The race is on between Ukraine and Russia for the title of “world’s biggest grain exporter” and the two rivals are running neck and neck.
Agriculture is a key sector for both countries and has become a main source of foreign exchange revenues in recent years – especially for Ukraine. The band of “chernozem”, or black earth, runs through their southern regions that are home to some of most fertile fields in the world. And both countries have invested heavily in the sector.
Ukraine’s Ministry of Agriculture reported that with a few months of the current agricultural marketing year still to go, the country is on course to match last year’s bumper harvest of 70mn tonnes and has already exported 44.4mn tonnes of grain from total export forecasts for this year of 50.4mn tonnes.
That means Ukraine has already exported more grain this year than Russia exported in all of last year. Russia has been the biggest exporter of grain for the last three years in a row thanks to a record set of harvests and crescendoed in 2017 when it produced an all time high harvest of 135mn tonnes – even beating out all Soviet-era records.
Russia now earns more from its grain exports than it does from selling arms and the state has poured money into farming to boost productivity. The Russian agriculture ministry’s official forecast is for a harvest of 118mn tonnes and exports of between 42mn tonnes and 46mn tonnes.
There is a little confusion over the Russian grain forecast as the US Department of Agriculture (USDA) has a slightly lower forecast of 115mn tonnes, but it doesn't include Russia’s newly acquired farmland in the Crimea.
For Ukraine, grain exports are even more important. While Russia is running a record trade surplus, Ukraine's trade deficit reached $1.5bn in January-March, increasing 13% y/y. In the first quarter of 2019, goods exports advanced 7.4% y/y to $12.3bn. Meanwhile, goods imports rose 7.9% y/y to $13.7bn. However, the pain was eased as the agricultural sector remained the major contributor to export growth. In particular, grain exports surged 52% y/y in the first quarter and finished food product exports picked up 18.3% y/y.

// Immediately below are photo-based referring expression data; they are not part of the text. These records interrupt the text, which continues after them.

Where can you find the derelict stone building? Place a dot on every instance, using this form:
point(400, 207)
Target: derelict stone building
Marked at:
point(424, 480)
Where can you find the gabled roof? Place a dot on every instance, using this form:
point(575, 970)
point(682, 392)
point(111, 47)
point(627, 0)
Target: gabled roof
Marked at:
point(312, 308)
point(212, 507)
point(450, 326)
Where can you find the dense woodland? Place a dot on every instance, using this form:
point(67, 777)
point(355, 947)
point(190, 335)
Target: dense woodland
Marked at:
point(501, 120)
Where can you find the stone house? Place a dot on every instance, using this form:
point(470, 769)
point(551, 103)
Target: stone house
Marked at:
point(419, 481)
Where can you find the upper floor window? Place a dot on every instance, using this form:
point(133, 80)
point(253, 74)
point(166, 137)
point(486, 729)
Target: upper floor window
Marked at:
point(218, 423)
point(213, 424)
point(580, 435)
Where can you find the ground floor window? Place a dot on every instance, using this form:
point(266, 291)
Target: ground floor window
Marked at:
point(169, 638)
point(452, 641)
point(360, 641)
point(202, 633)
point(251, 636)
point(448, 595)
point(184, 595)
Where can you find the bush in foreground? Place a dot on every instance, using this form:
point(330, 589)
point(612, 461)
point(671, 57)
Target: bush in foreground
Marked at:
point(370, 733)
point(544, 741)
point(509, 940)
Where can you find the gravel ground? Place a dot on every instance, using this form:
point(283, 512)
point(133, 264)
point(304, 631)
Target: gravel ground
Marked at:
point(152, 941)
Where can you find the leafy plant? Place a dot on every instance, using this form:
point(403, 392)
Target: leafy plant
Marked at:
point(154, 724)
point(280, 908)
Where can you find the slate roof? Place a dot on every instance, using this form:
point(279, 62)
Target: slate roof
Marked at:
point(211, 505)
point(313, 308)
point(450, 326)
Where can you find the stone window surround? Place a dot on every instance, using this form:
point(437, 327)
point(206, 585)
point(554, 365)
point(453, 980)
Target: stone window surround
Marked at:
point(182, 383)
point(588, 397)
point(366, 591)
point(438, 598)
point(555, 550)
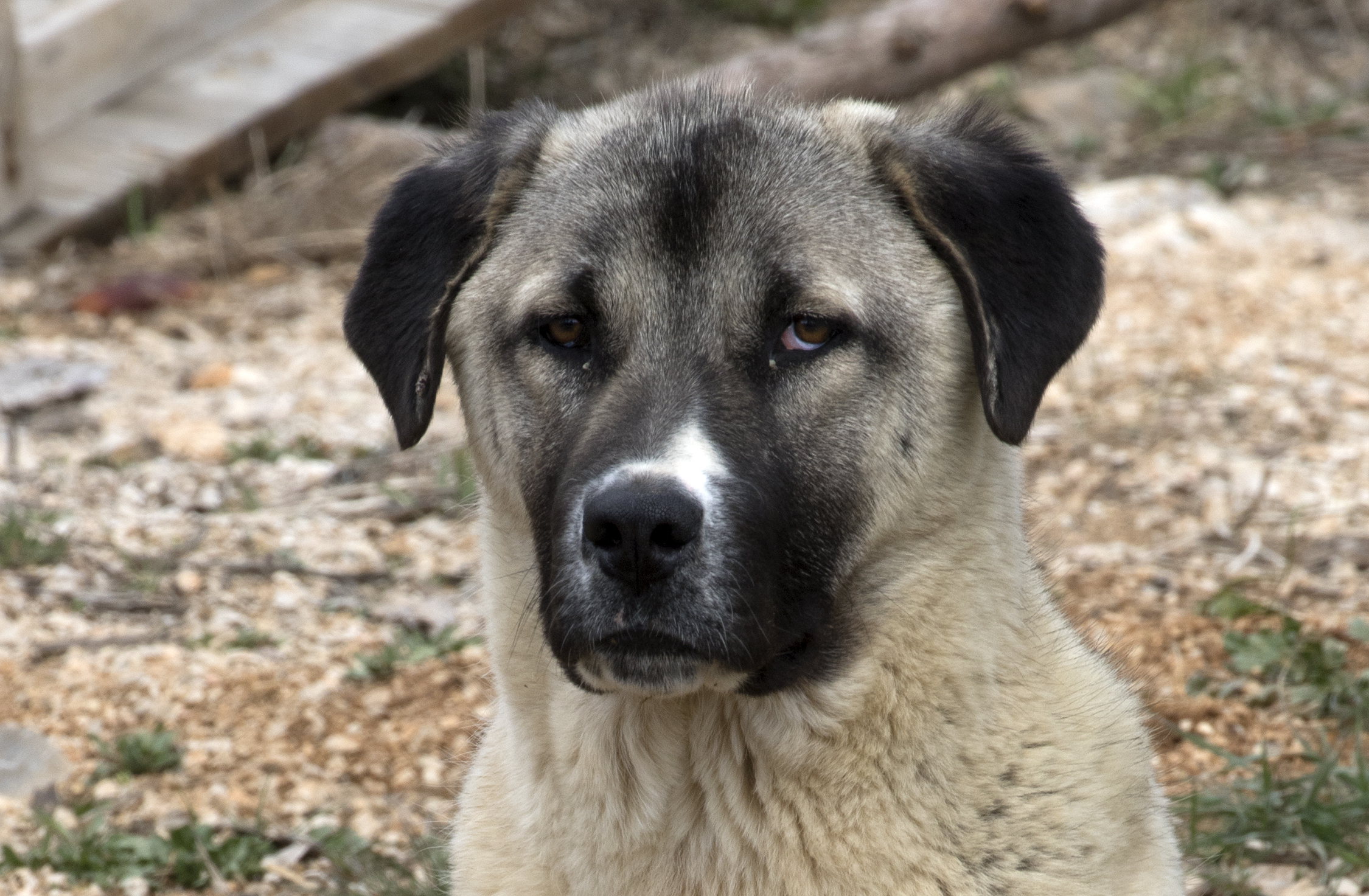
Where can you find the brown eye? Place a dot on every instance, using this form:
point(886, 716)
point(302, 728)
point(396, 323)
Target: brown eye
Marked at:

It's going to be a very close run race for the crown. Last year Russia exported a total of 43mn tonnes and will lose the title to Ukraine if both countries hit their top targets. However, independent forecasters say the race is a lot closer. Ukragroconsult.com analyst Sergey Feofilov told bne IntelliNews that he thinks Russia will bring in even more than the official forecast and harvest 49mn, but even though Ukraine will miss its official goal, it will still pip Russia to the post with 49.2mn.
But it doesn't really matter who actually wins the race as both countries are earning some $20bn a year from grain exports at a time when both could do with the money.